= Julius Bartels =

German geophysicist and statistician

Julius Bartels (17 August 1899, Magdeburg – 6 March 1964) was a German geophysicist and statistician who made notable contributions to the physics of the Sun and Moon; to geomagnetism and meteorology; and to the physics of the ionosphere. He also made fundamental contributions to statistical methods for geophysics. Bartels was the first President of the International Association of Geomagnetism and Aeronomy (IAGA). With Sydney Chapman, he wrote the influential book Geomagnetism.

==Life and career==
Bartels was awarded his Ph.D. from Göttingen in 1923, then worked at the Potsdam magnetic observatory as a post-doctorate. In 1928, he was named professor at Eberswalde, teaching meteorology. He became full professor at Berlin University in 1936, and director of the Potsdam Geophysical Institute. From 1931 until the second year of World War II, he was also a research associate at the Carnegie Institution of Washington. He collaborated with Sydney Chapman to publish the two-volume work Geomagnetism, a definitive reference on geophysics.

In 1933, Bartels signed the Vow of allegiance of the Professors of the German Universities and High-Schools to Adolf Hitler and the National Socialistic State.

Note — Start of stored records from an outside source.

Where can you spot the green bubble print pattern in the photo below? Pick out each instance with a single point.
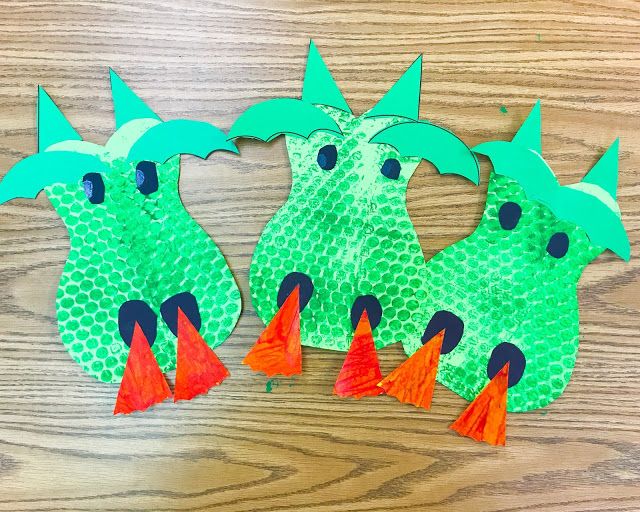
(506, 288)
(134, 246)
(348, 229)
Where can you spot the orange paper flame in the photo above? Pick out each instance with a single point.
(278, 349)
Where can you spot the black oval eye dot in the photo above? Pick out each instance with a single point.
(147, 177)
(391, 169)
(327, 157)
(93, 187)
(509, 215)
(558, 245)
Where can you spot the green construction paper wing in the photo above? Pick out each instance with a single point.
(180, 137)
(136, 258)
(319, 87)
(435, 144)
(29, 176)
(344, 236)
(282, 116)
(600, 218)
(507, 293)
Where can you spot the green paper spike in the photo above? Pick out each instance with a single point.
(126, 104)
(403, 99)
(319, 87)
(53, 127)
(529, 134)
(605, 172)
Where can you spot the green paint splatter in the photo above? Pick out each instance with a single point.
(271, 385)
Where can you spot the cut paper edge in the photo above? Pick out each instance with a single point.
(198, 368)
(278, 350)
(319, 87)
(444, 149)
(179, 137)
(414, 380)
(53, 126)
(360, 373)
(127, 105)
(28, 177)
(143, 384)
(575, 204)
(282, 116)
(485, 418)
(403, 99)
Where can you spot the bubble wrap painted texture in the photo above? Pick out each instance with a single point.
(129, 247)
(506, 288)
(349, 230)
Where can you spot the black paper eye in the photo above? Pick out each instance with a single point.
(93, 187)
(391, 169)
(509, 215)
(558, 245)
(147, 178)
(327, 157)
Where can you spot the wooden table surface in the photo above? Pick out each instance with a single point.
(288, 444)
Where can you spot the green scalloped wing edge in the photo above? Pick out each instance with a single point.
(602, 224)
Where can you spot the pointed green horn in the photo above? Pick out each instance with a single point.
(403, 99)
(529, 134)
(605, 172)
(319, 87)
(126, 104)
(53, 127)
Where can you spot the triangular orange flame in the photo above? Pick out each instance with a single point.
(198, 368)
(486, 417)
(414, 380)
(143, 384)
(278, 349)
(360, 371)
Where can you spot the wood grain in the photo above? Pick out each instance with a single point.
(297, 447)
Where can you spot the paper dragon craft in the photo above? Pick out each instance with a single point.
(504, 299)
(342, 253)
(136, 254)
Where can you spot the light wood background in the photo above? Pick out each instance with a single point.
(289, 444)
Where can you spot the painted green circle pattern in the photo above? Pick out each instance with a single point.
(129, 247)
(506, 288)
(348, 229)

Following the war in 1946, he became professor in Göttingen. He was also a director at the Max Planck Institute for Physics of the Stratosphere (today Max Planck Institute for Solar System Research) between 1955 and 1964. When, in 1958 International Council for Science, created the Committee on Space Research (COSPAR), Bartels became chairman of the West-German branch. From 1954 until 1957, he served as first President of the IAGA. Between 1960 and 1963, he was vice-president of the International Union of Geodesy and Geophysics.

==Research==

Among his contributions was the development of the Kp-index, and he suggested the existence of "M-regions" on the Sun that resulted in geomagnetic activity. These coronal holes were later confirmed by the Skylab mission. Finally he also helped initiate the International Geophysical Year, which took place in 1957/8.

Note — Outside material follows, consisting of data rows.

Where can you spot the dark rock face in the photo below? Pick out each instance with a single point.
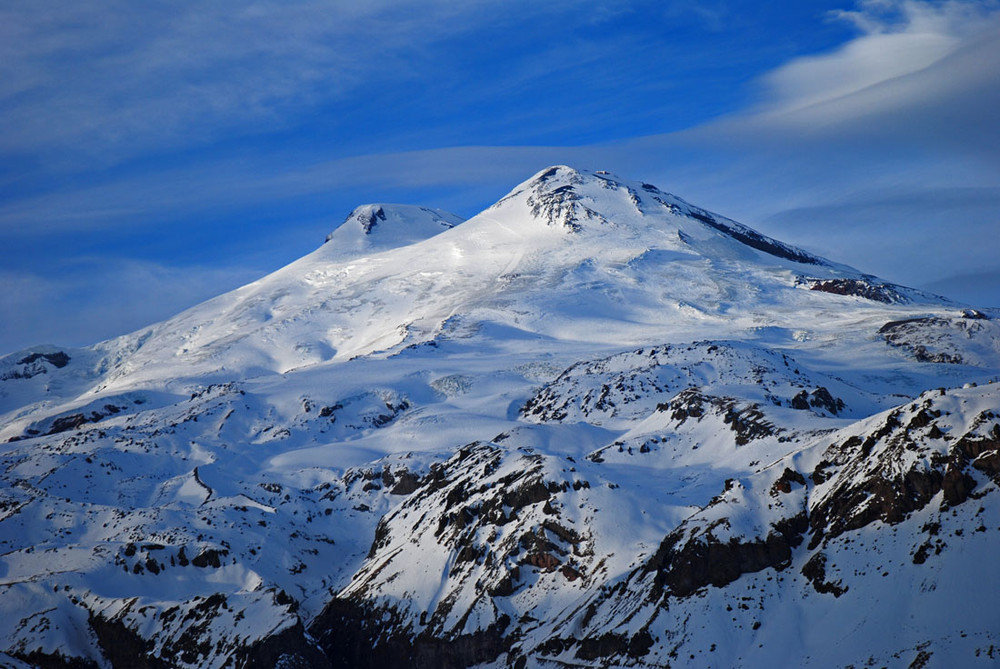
(754, 239)
(942, 339)
(683, 567)
(865, 288)
(815, 571)
(369, 222)
(289, 648)
(820, 398)
(356, 636)
(872, 486)
(122, 646)
(34, 364)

The Bartels' Rotation Number of the Sun based on a regular 27-day cycle is named after him. It is similar to the Carrington rotation which is based on 27.2753 days.

==Awards and honors==
- Posthumously awarded the William Bowie Medal of the American Geophysical Union.
- The Julius Bartels Medal, of the European Geosciences Union Division on Solar-Terrestrial Sciences, was named in his honor.
- The crater Bartels on the Moon is named after him.